Sem união na pólis não se consegue vencer as adversidades, promover o Bem comum: “E, ao tentar se reunirem em grupo, a anarquia reinante fazia de todos inimigos e vítimas de querelas militares”. Acumulando cada vez mais informações, detendo inúmeros conhecimentos, mas ainda sem sabedoria, os homens passaram a se autodestruir, tornando todo ambiente insustentável.

A arte de viver em conjunto, ser “zoopolitikon” para Platão, é indispensável para o progresso das cidades e para a instituição de um governo virtuoso e justo, enfim, para o bem da própria humanidade.

Cada vez mais confiantes num intelecto puramente “científico” como sendo “a Verdade”, incendiados por vanglórias (hýbris), os homens afrontavam os deuses, já não os invocavam nem rogavam por sua proteção. Orgulhavam-se de haver cada vez menos diferença entre eles e os imortais. A felicidade humana já não dependia do acaso, do destino, de caprichos divinos. Prometeu finalmente criara oponentes ingenuamente crentes de estarem à altura (ou acima?) de Zeus. Como lhe disse Oceano, o parentesco influi e muito: os Titãs estavam vingados!

Em Ésquilo, mesmo sofrendo severa punição, o benfazejo não se dobra. Por ter desrespeitado a advertência de Zeus, Prometeu é condenado a 30 mil anos de prisão. Acorrentado a uma rocha (simbolizando a matéria) no Cáucaso, todos os dias uma águia vem bicar-lhe o fígado, regenerado durante as noites.

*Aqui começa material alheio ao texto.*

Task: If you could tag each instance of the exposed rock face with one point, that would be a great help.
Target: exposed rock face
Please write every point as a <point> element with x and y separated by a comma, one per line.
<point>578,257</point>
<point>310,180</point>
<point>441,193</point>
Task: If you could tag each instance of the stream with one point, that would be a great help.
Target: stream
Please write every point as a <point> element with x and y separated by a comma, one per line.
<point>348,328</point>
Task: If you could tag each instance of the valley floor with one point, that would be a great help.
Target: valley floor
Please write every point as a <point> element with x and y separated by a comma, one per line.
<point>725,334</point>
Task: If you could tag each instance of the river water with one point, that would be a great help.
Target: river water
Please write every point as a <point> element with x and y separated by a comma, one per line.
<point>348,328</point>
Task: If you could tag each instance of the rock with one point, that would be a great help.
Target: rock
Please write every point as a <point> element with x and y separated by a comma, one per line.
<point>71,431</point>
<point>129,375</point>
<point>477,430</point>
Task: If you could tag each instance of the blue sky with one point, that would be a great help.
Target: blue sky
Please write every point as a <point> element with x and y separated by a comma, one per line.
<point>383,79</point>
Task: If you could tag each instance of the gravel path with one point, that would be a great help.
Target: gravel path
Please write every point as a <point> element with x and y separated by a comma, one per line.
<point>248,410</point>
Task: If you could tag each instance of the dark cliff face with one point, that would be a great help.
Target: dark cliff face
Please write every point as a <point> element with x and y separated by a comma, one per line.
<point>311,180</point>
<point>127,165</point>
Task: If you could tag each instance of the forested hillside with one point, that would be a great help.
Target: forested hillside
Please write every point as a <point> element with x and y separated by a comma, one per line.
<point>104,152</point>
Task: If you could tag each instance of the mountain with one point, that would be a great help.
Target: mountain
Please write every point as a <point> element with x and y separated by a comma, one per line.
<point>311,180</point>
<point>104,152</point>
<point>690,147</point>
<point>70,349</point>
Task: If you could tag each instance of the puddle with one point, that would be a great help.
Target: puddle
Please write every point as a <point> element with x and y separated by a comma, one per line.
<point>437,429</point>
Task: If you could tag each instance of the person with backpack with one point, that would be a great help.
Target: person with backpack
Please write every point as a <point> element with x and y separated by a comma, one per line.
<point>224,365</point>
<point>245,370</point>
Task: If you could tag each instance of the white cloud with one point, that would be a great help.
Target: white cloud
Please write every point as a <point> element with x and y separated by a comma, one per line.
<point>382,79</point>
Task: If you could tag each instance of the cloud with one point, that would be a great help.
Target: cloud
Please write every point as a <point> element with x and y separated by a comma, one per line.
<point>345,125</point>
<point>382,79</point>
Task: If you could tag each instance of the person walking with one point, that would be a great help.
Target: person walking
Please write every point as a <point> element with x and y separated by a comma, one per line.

Paira, até hoje, o suspense insinuado por Prometeu: de que Zeus ainda será ser destronado por um dos seus filhos. Ameaçado, é coagido a falar sobre o que viu, mas se recusa terminantemente a dizer: “Nada, força nenhuma pode constranger-me a revelar-lhe o nome de quem deverá destituí-lo de seus poderes tirânicos!”.

Esquecido, sua grande dor é constatar que, vaidosos, bélicos e também como ele, extremamente presos à matéria, os seres humanos, mesmo animados pelo fogo/conhecimento divino, possuem um espírito ressentido, guiado por um intelecto revoltado. Com a imaginação assim exaltada, não mais os surpreende sucumbir à perversão. Seja como opressores ou como oprimidos, se degradam em sua própria efemeridade.

Com consentimento de Zeus, Hércules mata a águia e graças à intervenção do centauro Quíron, Prometeu finalmente se reconcilia com o ordenador do Cosmos, encontrando paz.

Preocupado com a insolência (hýbris) humana que poderia antecipar-lhes o aniquilamento ou algo pior (a profecia de Prometeu se cumprirá?), Zeus delegou a seu mensageiro Hermes a tarefa de distribuir igualmente entre todos os homens pudor e justiça. Disse ainda que aqueles que não os tivessem, por estarem contra o princípio unificador da sociedade, deveriam morrer. O que o arauto dos Direitos do Homem queria era assegurar-nos a dignidade da liberdade. Somos livres. Mas sem pudor (aidós=vergonha, respeito) e justiça não se ascende ao Olimpo.